Udon Nudel & Gemüse Bowl: Einfach, frisch & voller Geschmack!
Die Udon Noodle And Veggie Bowl vereint dicke, zähe Udon-Nudeln mit einer bunten Mischung aus frischem Gemüse und einer aromatischen Umami-Sauce. Ideal für eine schnelle, gesunde Mahlzeit, die Ihre Geschmacksknospen verwöhnt.
- Author: yassine
- Prep Time: 15-20 Minuten
- Cook Time: 30 Minuten
- Total Time: 9 minute
- Yield: 4 Portionen
- Category: Hauptgericht
- Method: Kochen
- Cuisine: Asiatisch
- Frische Udon-Nudeln
- Getrocknete Udon-Nudeln
- Karotten
- Brokkoli oder Brokkolini
- Paprika (rot, gelb oder orange)
- Pak Choi oder Spinat
- Shiitake-Pilze oder Champignons
- Zwiebeln (rot oder weiß)
- Frühlingszwiebeln
- Edamame (geschält)
- Mungobohnensprossen
- Ingwer
- Knoblauch
- Dünn geschnittenes Rindfleisch (optional)
- Tofu oder Tempeh (optional)
- Sojasauce
- Reisessig
- Alkoholfreier Mirin-Ersatz
- Sesamöl (geröstet)
- Brauner Zucker oder Ahornsirup (optional)
- Chiliflocken oder Sriracha (optional)
- Gemüsebrühe oder Wasser (optional)
- Gerösteter Sesam (zum Garnieren)
- gehackte Frühlingszwiebeln (zum Garnieren)
- frische Korianderblätter (zum Garnieren)

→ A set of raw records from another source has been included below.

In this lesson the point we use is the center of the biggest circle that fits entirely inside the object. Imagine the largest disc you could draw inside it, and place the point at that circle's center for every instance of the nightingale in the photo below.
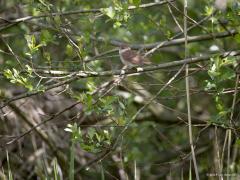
(131, 58)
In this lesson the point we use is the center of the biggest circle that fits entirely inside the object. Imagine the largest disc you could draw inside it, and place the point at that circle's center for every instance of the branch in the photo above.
(86, 74)
(27, 18)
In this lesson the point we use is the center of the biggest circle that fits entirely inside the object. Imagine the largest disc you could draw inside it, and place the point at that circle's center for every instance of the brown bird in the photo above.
(131, 58)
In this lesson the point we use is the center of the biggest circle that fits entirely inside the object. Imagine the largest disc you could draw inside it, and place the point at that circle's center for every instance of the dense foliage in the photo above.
(69, 110)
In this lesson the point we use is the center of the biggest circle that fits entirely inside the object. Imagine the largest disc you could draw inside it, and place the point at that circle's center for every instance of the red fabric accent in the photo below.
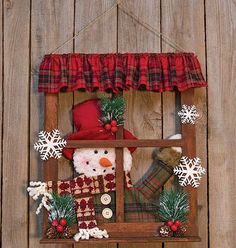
(89, 127)
(113, 72)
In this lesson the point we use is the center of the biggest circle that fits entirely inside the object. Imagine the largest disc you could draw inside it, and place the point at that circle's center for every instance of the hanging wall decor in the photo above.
(101, 202)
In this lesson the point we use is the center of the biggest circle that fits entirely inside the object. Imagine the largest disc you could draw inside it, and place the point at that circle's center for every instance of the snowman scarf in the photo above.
(83, 188)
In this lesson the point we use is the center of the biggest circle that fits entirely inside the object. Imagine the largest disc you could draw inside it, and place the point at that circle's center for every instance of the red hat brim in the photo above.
(97, 133)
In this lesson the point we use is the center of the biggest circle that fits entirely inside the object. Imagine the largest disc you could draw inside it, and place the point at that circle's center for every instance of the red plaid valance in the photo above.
(113, 72)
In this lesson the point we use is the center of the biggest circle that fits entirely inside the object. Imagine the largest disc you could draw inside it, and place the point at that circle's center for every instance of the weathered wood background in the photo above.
(32, 28)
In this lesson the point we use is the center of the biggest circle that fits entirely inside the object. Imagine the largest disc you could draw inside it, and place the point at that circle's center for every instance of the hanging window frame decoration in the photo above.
(116, 73)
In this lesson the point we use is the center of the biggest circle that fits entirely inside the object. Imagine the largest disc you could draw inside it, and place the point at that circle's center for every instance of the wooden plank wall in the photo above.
(31, 28)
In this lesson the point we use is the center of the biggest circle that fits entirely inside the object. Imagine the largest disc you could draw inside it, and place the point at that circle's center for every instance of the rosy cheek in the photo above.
(85, 161)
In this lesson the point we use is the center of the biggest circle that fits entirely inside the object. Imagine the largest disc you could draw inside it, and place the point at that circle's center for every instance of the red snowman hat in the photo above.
(86, 117)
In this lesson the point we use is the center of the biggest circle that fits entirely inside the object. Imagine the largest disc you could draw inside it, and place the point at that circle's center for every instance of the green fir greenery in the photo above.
(112, 109)
(62, 207)
(173, 205)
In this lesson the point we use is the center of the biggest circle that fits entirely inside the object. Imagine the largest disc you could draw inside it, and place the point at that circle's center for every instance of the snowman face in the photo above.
(98, 161)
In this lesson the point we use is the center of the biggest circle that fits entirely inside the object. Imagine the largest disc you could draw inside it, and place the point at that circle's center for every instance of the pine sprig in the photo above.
(62, 207)
(112, 109)
(174, 205)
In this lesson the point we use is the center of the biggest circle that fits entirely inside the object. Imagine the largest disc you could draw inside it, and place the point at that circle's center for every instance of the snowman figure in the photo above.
(96, 168)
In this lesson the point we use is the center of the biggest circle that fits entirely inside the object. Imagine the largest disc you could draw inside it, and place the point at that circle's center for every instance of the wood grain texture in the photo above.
(15, 124)
(51, 24)
(143, 115)
(221, 57)
(183, 22)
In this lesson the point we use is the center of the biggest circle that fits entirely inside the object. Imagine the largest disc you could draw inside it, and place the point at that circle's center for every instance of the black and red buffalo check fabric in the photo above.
(114, 72)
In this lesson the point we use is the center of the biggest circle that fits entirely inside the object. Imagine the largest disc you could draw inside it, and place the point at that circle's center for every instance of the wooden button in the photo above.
(107, 213)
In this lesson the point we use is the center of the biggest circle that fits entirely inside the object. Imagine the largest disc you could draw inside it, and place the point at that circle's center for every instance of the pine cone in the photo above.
(165, 231)
(180, 231)
(67, 234)
(51, 233)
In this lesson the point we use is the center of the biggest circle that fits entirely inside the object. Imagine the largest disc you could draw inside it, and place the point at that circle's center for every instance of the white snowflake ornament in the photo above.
(189, 171)
(188, 114)
(50, 144)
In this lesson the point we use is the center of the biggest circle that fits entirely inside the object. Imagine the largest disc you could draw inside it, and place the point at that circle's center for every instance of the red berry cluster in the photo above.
(59, 225)
(174, 225)
(112, 126)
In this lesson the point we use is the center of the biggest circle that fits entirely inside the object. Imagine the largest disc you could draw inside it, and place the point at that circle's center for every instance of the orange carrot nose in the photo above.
(104, 162)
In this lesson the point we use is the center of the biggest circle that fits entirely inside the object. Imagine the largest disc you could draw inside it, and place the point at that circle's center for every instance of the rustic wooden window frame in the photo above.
(121, 232)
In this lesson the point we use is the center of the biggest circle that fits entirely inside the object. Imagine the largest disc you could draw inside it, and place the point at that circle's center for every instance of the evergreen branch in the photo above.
(173, 205)
(112, 109)
(62, 207)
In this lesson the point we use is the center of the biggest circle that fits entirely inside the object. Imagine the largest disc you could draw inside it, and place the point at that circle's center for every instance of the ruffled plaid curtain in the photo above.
(113, 72)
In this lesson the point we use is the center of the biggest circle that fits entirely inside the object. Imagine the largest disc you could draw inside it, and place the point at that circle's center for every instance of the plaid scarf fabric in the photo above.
(83, 188)
(140, 199)
(113, 72)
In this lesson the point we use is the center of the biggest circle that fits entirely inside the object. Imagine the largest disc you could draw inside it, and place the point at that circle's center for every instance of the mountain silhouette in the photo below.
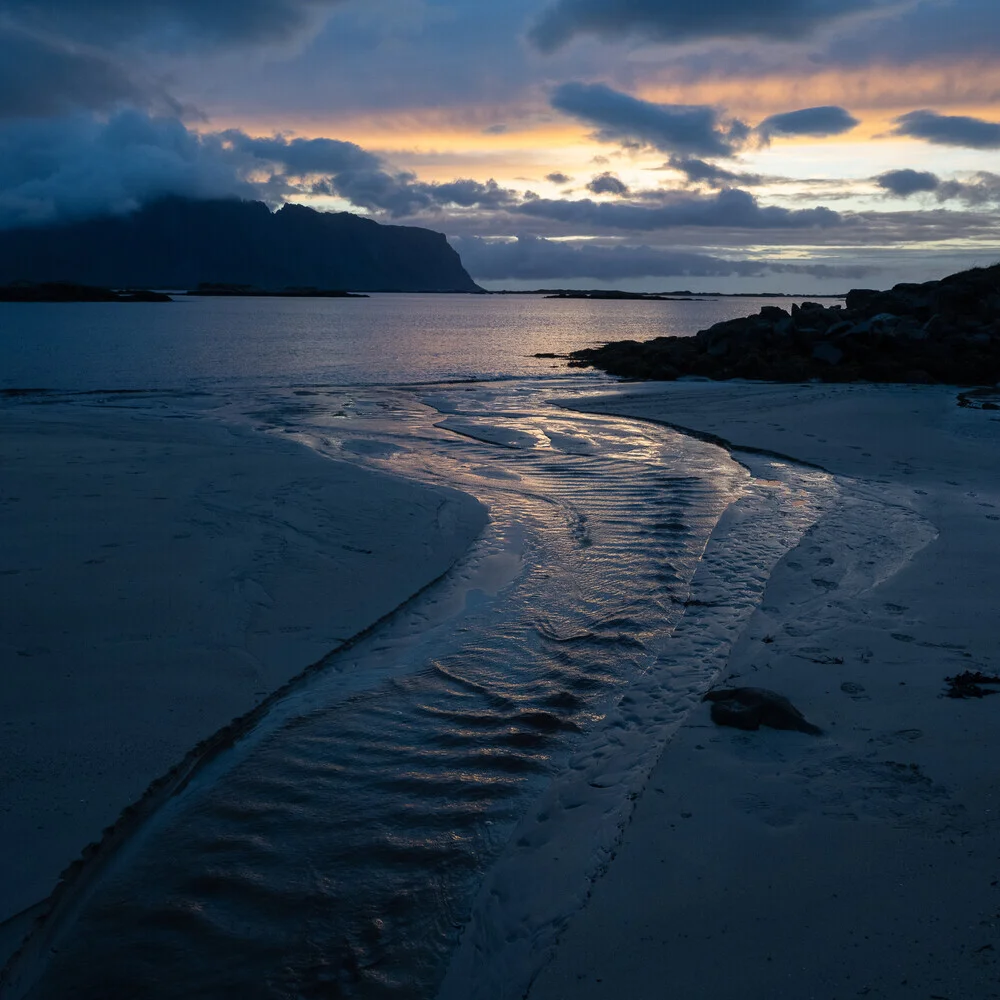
(180, 242)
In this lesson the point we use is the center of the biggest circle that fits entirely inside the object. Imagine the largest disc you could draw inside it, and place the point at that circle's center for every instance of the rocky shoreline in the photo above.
(945, 331)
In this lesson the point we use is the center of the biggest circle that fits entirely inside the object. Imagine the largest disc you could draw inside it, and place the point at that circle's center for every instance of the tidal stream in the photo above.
(343, 845)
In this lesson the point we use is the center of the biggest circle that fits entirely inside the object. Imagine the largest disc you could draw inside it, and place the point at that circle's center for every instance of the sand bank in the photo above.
(159, 577)
(865, 861)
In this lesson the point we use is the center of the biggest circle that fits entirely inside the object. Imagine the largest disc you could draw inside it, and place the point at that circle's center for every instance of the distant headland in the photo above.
(945, 331)
(181, 243)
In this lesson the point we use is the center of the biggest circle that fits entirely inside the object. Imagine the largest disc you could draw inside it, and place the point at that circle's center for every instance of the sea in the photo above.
(422, 815)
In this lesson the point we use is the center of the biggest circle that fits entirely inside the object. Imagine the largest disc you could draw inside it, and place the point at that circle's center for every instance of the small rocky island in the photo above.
(945, 331)
(67, 291)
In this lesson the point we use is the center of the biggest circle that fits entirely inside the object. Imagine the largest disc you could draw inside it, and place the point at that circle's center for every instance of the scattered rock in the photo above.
(945, 331)
(970, 685)
(751, 708)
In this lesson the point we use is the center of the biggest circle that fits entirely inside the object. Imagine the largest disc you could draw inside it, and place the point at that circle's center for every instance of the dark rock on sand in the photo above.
(970, 684)
(945, 331)
(751, 708)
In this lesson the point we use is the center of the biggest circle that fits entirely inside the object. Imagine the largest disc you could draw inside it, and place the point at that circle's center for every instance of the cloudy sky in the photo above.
(650, 144)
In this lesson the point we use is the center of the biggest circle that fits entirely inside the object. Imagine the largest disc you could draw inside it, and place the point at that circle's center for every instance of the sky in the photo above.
(655, 145)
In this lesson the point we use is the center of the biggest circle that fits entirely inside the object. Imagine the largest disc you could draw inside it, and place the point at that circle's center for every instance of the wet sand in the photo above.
(862, 862)
(160, 577)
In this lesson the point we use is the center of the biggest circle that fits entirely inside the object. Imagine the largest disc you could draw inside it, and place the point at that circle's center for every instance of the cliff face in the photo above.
(177, 243)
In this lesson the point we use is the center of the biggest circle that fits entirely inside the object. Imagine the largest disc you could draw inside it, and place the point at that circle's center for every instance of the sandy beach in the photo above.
(159, 577)
(162, 576)
(863, 861)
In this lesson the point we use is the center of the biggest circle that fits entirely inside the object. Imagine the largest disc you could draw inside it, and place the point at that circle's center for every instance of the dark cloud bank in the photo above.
(680, 22)
(949, 130)
(532, 258)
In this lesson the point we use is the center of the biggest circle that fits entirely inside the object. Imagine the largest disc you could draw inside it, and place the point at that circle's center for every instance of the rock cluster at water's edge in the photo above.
(945, 331)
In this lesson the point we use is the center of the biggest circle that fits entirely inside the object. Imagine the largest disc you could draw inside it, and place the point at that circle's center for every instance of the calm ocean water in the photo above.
(420, 817)
(383, 340)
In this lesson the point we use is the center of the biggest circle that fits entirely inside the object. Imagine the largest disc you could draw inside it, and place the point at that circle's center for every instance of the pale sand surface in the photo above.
(159, 577)
(866, 861)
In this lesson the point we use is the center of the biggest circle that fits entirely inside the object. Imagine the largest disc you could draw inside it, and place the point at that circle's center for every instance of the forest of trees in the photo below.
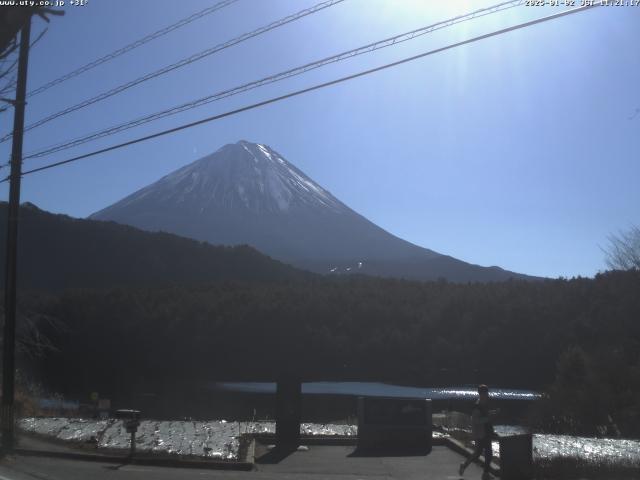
(578, 340)
(160, 313)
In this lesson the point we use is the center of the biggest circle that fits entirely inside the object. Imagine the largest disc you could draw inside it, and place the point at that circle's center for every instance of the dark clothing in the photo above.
(481, 424)
(483, 447)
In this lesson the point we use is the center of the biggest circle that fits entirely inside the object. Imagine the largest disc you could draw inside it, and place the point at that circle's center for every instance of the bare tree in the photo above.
(623, 251)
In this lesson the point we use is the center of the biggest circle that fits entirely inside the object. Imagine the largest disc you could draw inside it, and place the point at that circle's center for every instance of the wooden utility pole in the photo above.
(7, 421)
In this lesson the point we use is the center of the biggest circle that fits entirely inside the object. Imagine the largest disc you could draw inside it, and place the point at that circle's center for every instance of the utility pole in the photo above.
(7, 422)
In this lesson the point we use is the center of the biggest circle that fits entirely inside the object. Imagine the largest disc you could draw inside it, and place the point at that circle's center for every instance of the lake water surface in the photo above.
(372, 389)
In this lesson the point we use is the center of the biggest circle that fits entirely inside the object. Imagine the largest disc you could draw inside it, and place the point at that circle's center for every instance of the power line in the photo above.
(181, 63)
(131, 46)
(273, 78)
(309, 89)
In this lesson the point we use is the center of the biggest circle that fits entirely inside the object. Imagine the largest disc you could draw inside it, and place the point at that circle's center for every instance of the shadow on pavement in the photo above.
(275, 455)
(390, 452)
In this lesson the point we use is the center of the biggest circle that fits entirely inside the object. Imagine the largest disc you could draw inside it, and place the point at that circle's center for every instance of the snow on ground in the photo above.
(216, 439)
(219, 439)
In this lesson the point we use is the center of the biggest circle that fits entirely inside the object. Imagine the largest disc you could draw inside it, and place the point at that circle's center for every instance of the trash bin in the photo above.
(516, 457)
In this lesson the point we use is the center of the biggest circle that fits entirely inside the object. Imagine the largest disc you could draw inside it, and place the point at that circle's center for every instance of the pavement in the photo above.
(315, 462)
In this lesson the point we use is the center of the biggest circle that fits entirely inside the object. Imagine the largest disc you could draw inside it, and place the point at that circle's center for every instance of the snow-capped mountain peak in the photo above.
(244, 175)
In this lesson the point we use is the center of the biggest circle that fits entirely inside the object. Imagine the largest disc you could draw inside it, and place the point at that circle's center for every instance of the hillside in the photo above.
(58, 252)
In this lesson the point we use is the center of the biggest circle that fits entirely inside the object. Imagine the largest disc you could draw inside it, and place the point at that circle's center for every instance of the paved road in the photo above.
(320, 462)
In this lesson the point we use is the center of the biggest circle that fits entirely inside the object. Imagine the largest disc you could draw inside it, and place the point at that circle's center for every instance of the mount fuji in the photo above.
(247, 193)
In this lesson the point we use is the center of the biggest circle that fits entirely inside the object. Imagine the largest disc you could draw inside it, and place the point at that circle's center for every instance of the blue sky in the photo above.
(520, 151)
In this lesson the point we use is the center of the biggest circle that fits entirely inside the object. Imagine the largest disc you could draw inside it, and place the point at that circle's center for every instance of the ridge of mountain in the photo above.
(59, 252)
(247, 193)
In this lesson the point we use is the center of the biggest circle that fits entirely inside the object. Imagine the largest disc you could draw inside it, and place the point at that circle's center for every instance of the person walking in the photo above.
(482, 432)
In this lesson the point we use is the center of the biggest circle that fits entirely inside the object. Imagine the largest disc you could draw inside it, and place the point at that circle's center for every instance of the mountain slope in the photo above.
(58, 252)
(248, 193)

- Chiliflocken (zum Garnieren)
- Vorbereitung (ca. 15-20 Minuten):
- Alle Gemüse waschen und vorbereiten: Karotten juliennieren, Paprika in Streifen schneiden, Brokkoli in Röschen teilen, Pilze in Scheiben schneiden. Ingwer und Knoblauch fein hacken. Frühlingszwiebeln in Ringe schneiden.
- Falls Sie Rindfleisch verwenden: Das Rindfleisch in sehr dünne Streifen schneiden. Sie können es optional mit etwas Sojasauce und einer Prise Stärke marinieren, um es zarter zu machen.
- Die Sauce vorbereiten: In einer kleinen Schüssel Sojasauce, Reisessig, alkoholfreien Mirin-Ersatz (oder Zucker/Ahornsirup), und optional eine Prise Chiliflocken oder Sriracha verrühren. Das geröstete Sesamöl noch nicht hinzufügen, das kommt später.
- Udon-Nudeln kochen (ca. 3-8 Minuten):
- Einen großen Topf mit Salzwasser zum Kochen bringen. Die Udon-Nudeln hinzufügen und nach Packungsanleitung kochen, bis sie al dente sind (frische Nudeln benötigen meist nur 2-3 Minuten, getrocknete länger).
- Die gekochten Nudeln abgießen und kurz unter kaltem Wasser abspülen, um das Kochen zu stoppen und ein Verkleben zu verhindern. Beiseite stellen.
- Gemüse und optionales Protein anbraten (ca. 8-10 Minuten):
- Einen großen Wok oder eine tiefe Pfanne bei mittlerer bis hoher Hitze erhitzen. Einen Schuss neutrales Öl (z.B. Rapsöl) hinzufügen.
- Wenn Sie Rindfleisch verwenden: Das Rindfleisch portionsweise scharf anbraten, bis es leicht gebräunt ist. Aus der Pfanne nehmen und beiseite stellen.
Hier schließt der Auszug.